На смену тополям пришли десятки гектаров фруктовых садов. Время от времени, достаточно далеко друг от друга, возникали такие же, как раньше, низкие вытянутые строения ферм с их голубятнями и могучими кедрами. Красивые тона зеленого и коричневого дополнялись розовато-голубоватыми переливами неба, освещенного послеполуденным солнцем.
— Что еще она вам сказала?
— Мы перебрали всю группу…
Бешено завопил автомобильный сигнал. Комиссар позволил нетерпеливому водителю обогнать их и продолжал ехать медленно, намереваясь не только полюбоваться пейзажами, но и закончить разговор с Пупсиком до того, как они окажутся у «цирка» Шальвана.
— Что она думает о Мишель Ванье?
— Претенциозная зануда. Таланта на копейку.
— А об Элен?
— Природное изящество. Высокий профессионализм. Приветлива, как все люди, наделенные огромным талантом.
— Портреты высечены резко. Это ваши формулировки?
— Нет. Это Янник…
— Ее мнение о Ламблене?
— Отличный режиссер. Смесь анархиста с мещанином. Знает, чего хочет. Обращается одинаково с актерами и вспомогательным персоналом.
— Бреннер?
— Тут вот какая закавыка, патрон… Говорят, он употребляет наркотики. И без них не может сниматься.
Тьебо сразу же вспомнились расширенные зрачки артиста, его слишком пристальный взгляд.
— Какие именно наркотики?
— Вот этого она не могла сказать точно. — Пупсик, как всегда в ответственный момент, откашлялся. — Сегодня утром, пока вы занимались своими делами, я… Я решил сам позвонить от вашего имени в наш отдел борьбы с наркоманией. Говорил с комиссаром Бастиани. Попросил его, опять же от вашего имени, разузнать все, что возможно, о Бреннере. Он сказал, что сегодня же этим займется. Я думал, что поступаю правильно, и…
— Правильно, конечно.
— Спасибо, патрон!
… Десять минут спустя они обнаружили большое оживление на съемочной площадке близ Мулен де Соль. Продюсер, едва завидев их, двинулся навстречу.

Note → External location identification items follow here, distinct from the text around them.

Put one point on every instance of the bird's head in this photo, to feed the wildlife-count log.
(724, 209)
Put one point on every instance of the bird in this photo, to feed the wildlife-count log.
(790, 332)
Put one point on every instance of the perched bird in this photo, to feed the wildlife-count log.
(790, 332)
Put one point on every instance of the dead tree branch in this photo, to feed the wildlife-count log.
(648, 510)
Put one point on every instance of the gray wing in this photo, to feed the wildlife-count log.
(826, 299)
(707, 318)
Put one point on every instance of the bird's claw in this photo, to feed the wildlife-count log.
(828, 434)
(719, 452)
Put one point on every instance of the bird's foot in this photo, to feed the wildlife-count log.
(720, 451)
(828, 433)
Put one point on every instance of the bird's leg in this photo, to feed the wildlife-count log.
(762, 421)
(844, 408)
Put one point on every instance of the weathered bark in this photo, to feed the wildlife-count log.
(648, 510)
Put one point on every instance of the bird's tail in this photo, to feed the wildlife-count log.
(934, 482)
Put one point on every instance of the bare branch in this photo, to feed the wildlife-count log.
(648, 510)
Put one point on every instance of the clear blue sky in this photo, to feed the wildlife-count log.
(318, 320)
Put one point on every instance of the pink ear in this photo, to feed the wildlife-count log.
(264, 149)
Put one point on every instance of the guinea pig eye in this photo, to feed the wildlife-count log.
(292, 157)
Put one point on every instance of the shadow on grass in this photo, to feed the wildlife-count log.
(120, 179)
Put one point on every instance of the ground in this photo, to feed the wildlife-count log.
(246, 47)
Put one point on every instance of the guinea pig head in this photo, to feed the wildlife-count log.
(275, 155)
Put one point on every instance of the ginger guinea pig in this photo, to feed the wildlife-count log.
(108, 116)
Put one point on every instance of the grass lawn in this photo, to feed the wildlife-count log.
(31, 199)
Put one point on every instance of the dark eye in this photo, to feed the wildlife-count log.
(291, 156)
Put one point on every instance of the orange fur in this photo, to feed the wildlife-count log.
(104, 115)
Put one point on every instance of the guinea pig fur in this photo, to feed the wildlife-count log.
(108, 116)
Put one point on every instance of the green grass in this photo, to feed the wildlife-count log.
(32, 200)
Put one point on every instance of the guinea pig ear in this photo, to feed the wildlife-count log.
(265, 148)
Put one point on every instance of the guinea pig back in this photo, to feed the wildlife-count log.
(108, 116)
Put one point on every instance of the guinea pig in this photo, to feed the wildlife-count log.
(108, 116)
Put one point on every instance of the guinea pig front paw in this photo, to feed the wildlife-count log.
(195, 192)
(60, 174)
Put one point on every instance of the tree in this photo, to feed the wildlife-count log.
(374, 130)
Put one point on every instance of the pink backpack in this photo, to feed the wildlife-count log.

— Не беспокойтесь, господин Шальван, скажите просто, где мне найти мадемуазель Ванье, если она, конечно, в поле зрения, — попросил Тьебо.
В поле зрения камеры ее, во всяком случае, не было. Там находились Элен Мансар и Жорж Бреннер, которых снимали между открытыми воротами гаража и кустом гортензий, похожим на гигантский букет.
— Она пьет чай наверху. Я провожу вас.
— Это ни к чему…
Шальван с трудом сдержал раздражение.
— И все-таки я дам вам провожатого, господин комиссар. Потому что, не зная здешней топографии, вы рискуете заблудиться.
Поднявшись на второй этаж, Тьебо подумал, что продюсер был прав. Свернуть налево? А может, надо идти прямо — через галерею? Вслед за проводником-техником киногруппы он быстро пересек один салон, за ним другой и, наконец, третий, прежде чем они остановились перед тяжелой низкой округленной сверху дверью, ведущей в маленький коридорчик.
Но оказалось, что и туда идти не нужно. Техник отворил еще одну дверь — справа.
— Это здесь. Я вас оставляю.
Монументальная кухня. В камине, где взрослый человек мог бы встать в полный рост, потрескивают поленья. В медной посуде, развешанной поверху, на балке, вспыхивают отблески пламени. Очень светлое помещение: еще бы — четыре высоких окна! Два выходят на речушку под ивами, два — на лужайку у входа.
Выкругленная стойка-прилавок из квадратиков цвета меда и навощенного дерева делит комнату на две части: как бы музейную и функциональную. В «музейной» — старинная мебель: самый настоящий огромный стол для разделки дичи, плетеные из соломы стулья, сундук, кафедральный буфет…
А вот и Мишель Ванье — у камина, лицом к огню.
— Разрешите? — спросил Тьебо, указывая на стул, стоявший поблизости от нее.
— Конечно, прошу вас.
— Спасибо. Как себя чувствуете?
— Хорошо. Вчера вечером мне удалось отдохнуть, и сил прибавилось.
Она была загримирована для съемки, и под тоном черты ее лица казались чуть-чуть застывшими. От того, что она только что пила чай, помада на губах смылась, и контраст между ставшим естественным ртом и остальной «маской» был особенно разителен.